My wife and I didn’t come out of our house for three days. Since it was a new house and we had just moved in people didn’t know we were Sikhs. I got my hair cut so I wouldn’t be identified as a Sikh.

We were fearful of the mobs and hence did not approach the police to register complaints. The police also did not provide us protection.

By now, we have completely lost faith in the judiciary. Even though Sajjan Kumar’s arrest comes as some respite, it is not justice.

Just as the judiciary punished Indira Gandhi’s murderers, it should have punished the perpetrators of the riots back when all that was happening.’

Balwant Kaur, a teacher in Mathura

‘Those were difficult times. Children were killed and beaten up in front of their parents. Patrolling was done every night.

I lived in Delhi’s GTB Nagar then. My husband’s textile shop in Mathura was looted and burned. A mob of more than 100 people tried to barge in, so they threw tiles on the mob to fight them. My sisters-in-law had already been sent to stay elsewhere. They had to flee town and only returned years later. They had to build everything from scratch.

What has passed has passed; we can’t do anything. We lost our shops and our property. Had we got any help back then it’d have mattered.

Coming after so many years, Sajjan Kumar’s arrest can’t be called justice. It’s all politics. Only to get the vote of the Sikh community is all this being done.’

Japleen Kaur, a Delhi University student

‘All I know about the 1984 riots comes from my grandparents. My grandfather tells us stories of what his cousins in Delhi had to go through.

Sikhs are a minority identity. Even though I didn’t live through the event, I know it has defined a lot of what I believe, and how strongly I believe in my community ideals.

Sajjan Kumar’s conviction isn't the solution obviously; nothing can fix what the 1984 massacre did.

But, it's a step forward, I'm happy.

The conviction may have a political angle, I don't know.’

Anonymous, a Delhi University student

‘It was a very traumatic event. With just one arrest, justice cannot be delivered. The younger generation of the Sikh diaspora, and even the older ones, see it as a political gimmick. The fact that Sajjan Kumar is in the opposition is the reason they have finally arrested him.

The time is all too beautiful for BJP. They are trying to gain votes from the Sikhs. They can never repair what happened.’


‘It is nonsense to comment about this. Even the common man understands it is a political stunt.

Others who were involved are still partying it up (mauj le rahe hain). When Congress was in power for ten years, they never apologised. It’s all Drama.

The younger generation is only aware of the stories; they didn’t witness the brutal reality. So they are at least happy with the fact that Sajjan Kumar has been convicted.

But as far as my generation is concerned, people who were in their twenties at the time are in their fifties now, and even if Kumar is hanged till death, it isn’t enough.

How much life does Kumar have left anyway?
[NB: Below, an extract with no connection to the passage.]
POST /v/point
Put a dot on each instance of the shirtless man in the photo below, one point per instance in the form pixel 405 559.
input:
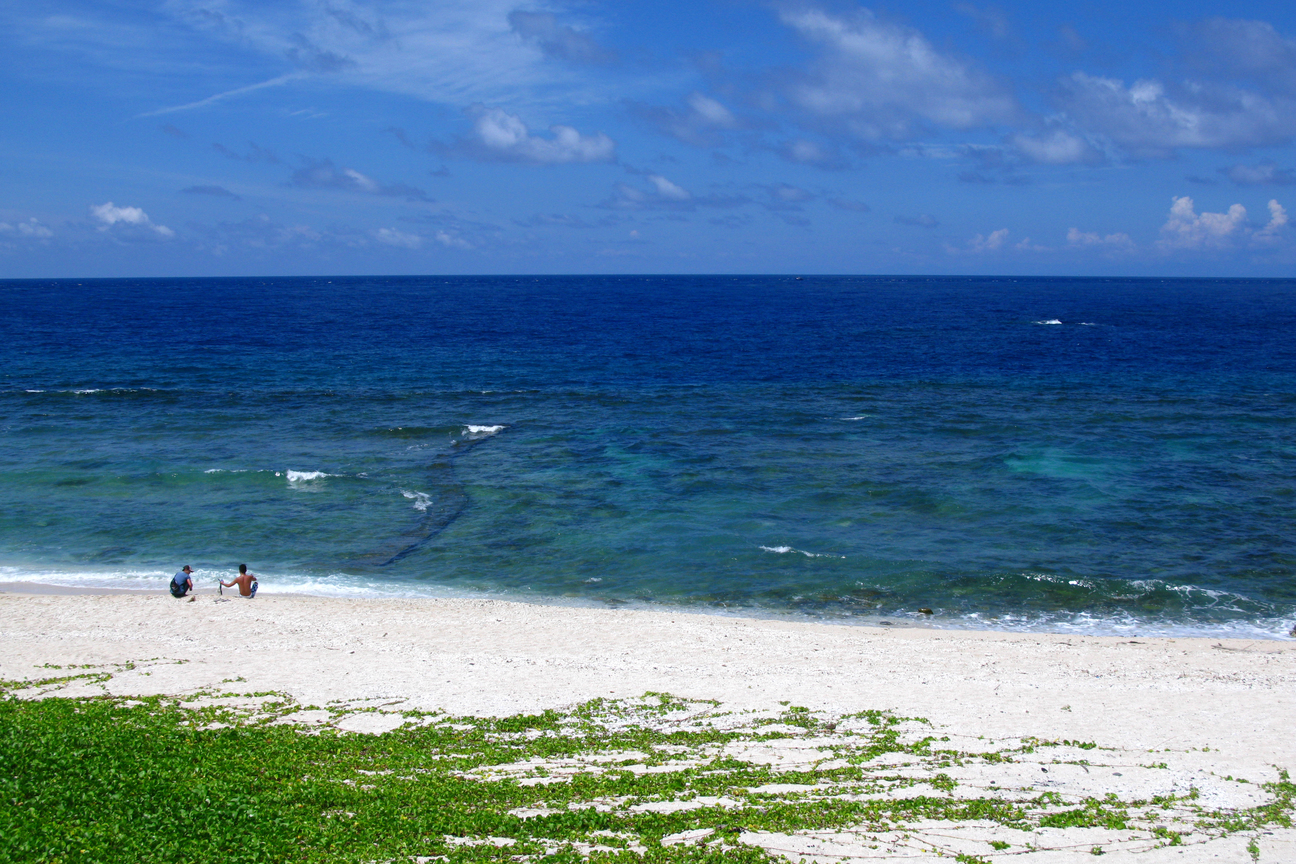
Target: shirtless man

No wonder Congress is feeling remorseful now.’


‘I hail from a village in Jalandhar, and came to know about Operation Blue Star and the ’84 massacre from people of my village who had witnessed it. So I returned home to be safe.

I’ve never seen my brothers cry, but when they narrated what they had gone through in the city, they couldn't help themselves. They were shaken.

They didn't spare anyone, not even children. No one stopped them.

It’s wrong that they’ve convicted him so late! I don't think it’s enough but I can understand why others think it’s a good thing.’


‘I was in Jammu when it all happened. We Sikhs consider our community our family, so I will say my family faced a lot of trouble.

After 30 years, even if they hang these culprits it’ll do no good. You must tend to the wound when you are wounded; when it’s filled it will make no difference.

I will not call them riots. What happened in 1984 was a genocide, to target the Sikh community.

Sikhs never set out to harm any community. When Mahatma Gandhi and Rajiv Gandhi were killed no such riots took place, but after Indira Gandhi’s assassination this carnage happened.